The study, conducted last year by members of the college’s faculty, showed that education students who had completed a one-year internship in a PDS were much more likely to be teaching after five years than those who had undergone a traditional student-teacher experience.
Karen Schafer, director of the COE’s Center for Professional Practice, says she and four colleagues—Todd Kenreich, Nancy Wiltz, Jane Neapolitan and Cindy Hartzler-Miller—collected and analyzed data on 87 members of the college’s class of 2001. The researchers found that 74 percent of the students who had had the PDS experience were still teaching in 2006. Only 34 percent of those who completed the traditional program remained in the profession.
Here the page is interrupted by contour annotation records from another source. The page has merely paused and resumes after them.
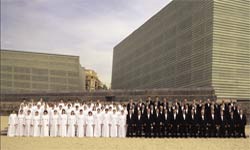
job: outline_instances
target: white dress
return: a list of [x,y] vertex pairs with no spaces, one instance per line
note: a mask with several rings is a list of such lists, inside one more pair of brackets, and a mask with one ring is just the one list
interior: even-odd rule
[[125,113],[119,116],[118,119],[118,125],[119,125],[119,129],[118,129],[118,136],[119,137],[126,137],[126,115]]
[[75,115],[70,115],[68,117],[68,121],[67,121],[68,126],[68,133],[67,133],[67,137],[74,137],[75,136],[75,124],[76,124],[76,116]]
[[93,137],[94,136],[94,117],[93,116],[88,116],[86,118],[86,136],[87,137]]
[[24,129],[24,135],[25,136],[31,136],[32,128],[31,128],[31,122],[32,122],[32,115],[26,115],[24,117],[25,121],[25,129]]
[[56,137],[58,135],[58,115],[51,115],[50,118],[50,136]]
[[49,115],[41,117],[41,136],[49,136]]
[[17,116],[17,130],[16,130],[16,135],[17,136],[23,136],[24,135],[24,125],[25,125],[25,120],[24,120],[24,115],[19,114]]
[[33,125],[32,127],[32,136],[37,137],[40,136],[40,121],[41,117],[38,116],[33,116],[31,124]]
[[118,116],[117,114],[112,114],[110,117],[110,137],[117,137],[117,125],[118,125]]
[[102,124],[102,115],[101,113],[96,113],[94,117],[95,129],[94,129],[94,137],[101,136],[101,124]]
[[59,119],[59,136],[65,137],[67,133],[67,115],[62,114]]
[[84,136],[84,128],[85,128],[85,116],[82,114],[77,115],[76,119],[77,124],[77,137],[83,137]]
[[16,123],[17,123],[17,115],[16,114],[10,114],[9,116],[9,122],[8,122],[8,136],[15,136],[16,134]]
[[102,137],[109,137],[109,123],[110,123],[110,115],[108,113],[103,114],[102,119]]

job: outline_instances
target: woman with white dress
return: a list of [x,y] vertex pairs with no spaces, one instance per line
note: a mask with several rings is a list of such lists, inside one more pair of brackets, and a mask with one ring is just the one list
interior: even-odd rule
[[24,129],[24,135],[25,136],[31,136],[31,121],[32,121],[32,115],[31,111],[28,110],[27,114],[24,117],[24,122],[25,122],[25,129]]
[[23,110],[19,111],[19,114],[17,116],[17,130],[16,135],[17,136],[24,136],[24,127],[25,127],[25,120],[24,120],[24,114]]
[[58,135],[58,114],[57,110],[54,110],[53,114],[50,115],[50,136],[56,137]]
[[109,137],[109,129],[110,129],[109,122],[110,122],[110,115],[108,113],[108,109],[106,108],[102,119],[102,137]]
[[126,137],[126,119],[127,116],[124,112],[124,110],[121,110],[121,114],[119,115],[119,119],[118,119],[118,136],[119,137]]
[[67,120],[67,125],[68,125],[67,137],[75,137],[76,116],[74,111],[71,111],[70,116],[68,117]]
[[15,134],[16,134],[16,124],[17,124],[17,115],[16,115],[16,112],[13,111],[9,116],[8,133],[7,133],[8,136],[10,136],[10,137],[15,136]]
[[36,111],[35,115],[32,117],[32,120],[31,120],[32,136],[33,137],[40,136],[40,120],[41,120],[41,117],[39,115],[39,112]]
[[42,137],[49,136],[49,115],[47,110],[44,110],[40,124],[41,124],[41,136]]
[[85,116],[83,114],[83,110],[80,109],[79,114],[76,119],[77,125],[77,137],[83,137],[85,135]]
[[88,117],[86,118],[86,136],[93,137],[94,136],[94,117],[91,111],[88,113]]
[[59,118],[59,136],[65,137],[67,135],[67,114],[65,109],[62,110],[62,114]]
[[113,110],[113,114],[110,116],[110,137],[117,137],[118,129],[118,116],[116,110]]

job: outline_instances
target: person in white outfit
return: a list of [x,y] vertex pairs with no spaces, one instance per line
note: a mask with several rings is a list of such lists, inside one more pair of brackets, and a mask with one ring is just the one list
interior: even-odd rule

“That’s a dramatic contrast,” says Schafer, “and you can understand why it got a lot of attention at the state level. Maryland always has a teacher shortage, and we’d shown that our PDS Network made a major difference in teacher retention.”
TU's 13-year-old PDS Network—now comprising 110 public schools in 12 systems—is the state’s largest. The MHEC funding, received last fall, will enable the College of Education to expand the network even further to accommodate TU’s Cherry Hill initiative in Baltimore City and a rapidly growing special education program.
Network enhancements will include summer workshops, research minigrants and additional teacher-training in the schools. The award has also enabled the college to give $750 to each PDS for program materials.
PDS interns are required to spend one semester on a part-time basis and the second as a full-time member of the school’s faculty. “The expectations are high,” Schafer emphasizes. “Interns are expected to look, speak and act professionally, as well as be able to plan, teach and assess learning for K-12 students.”
The schools are racially and economically diverse, providing an authentic experience with a variety of educational challenges, she adds.
Schafer says participating schools benefit in a variety of ways. Perhaps most important, they get to see prospective faculty members on the job, with many offering positions to interns after graduation. PDS students benefit from the extra attention interns provide, and faculty members enjoy having another teacher in the classroom. The College of Education also lends a hand with professional development in the schools.
“School faculty members tell us that the presence of our interns is reenergizing,” says Schafer. “In modeling good teaching, they become better teachers themselves.”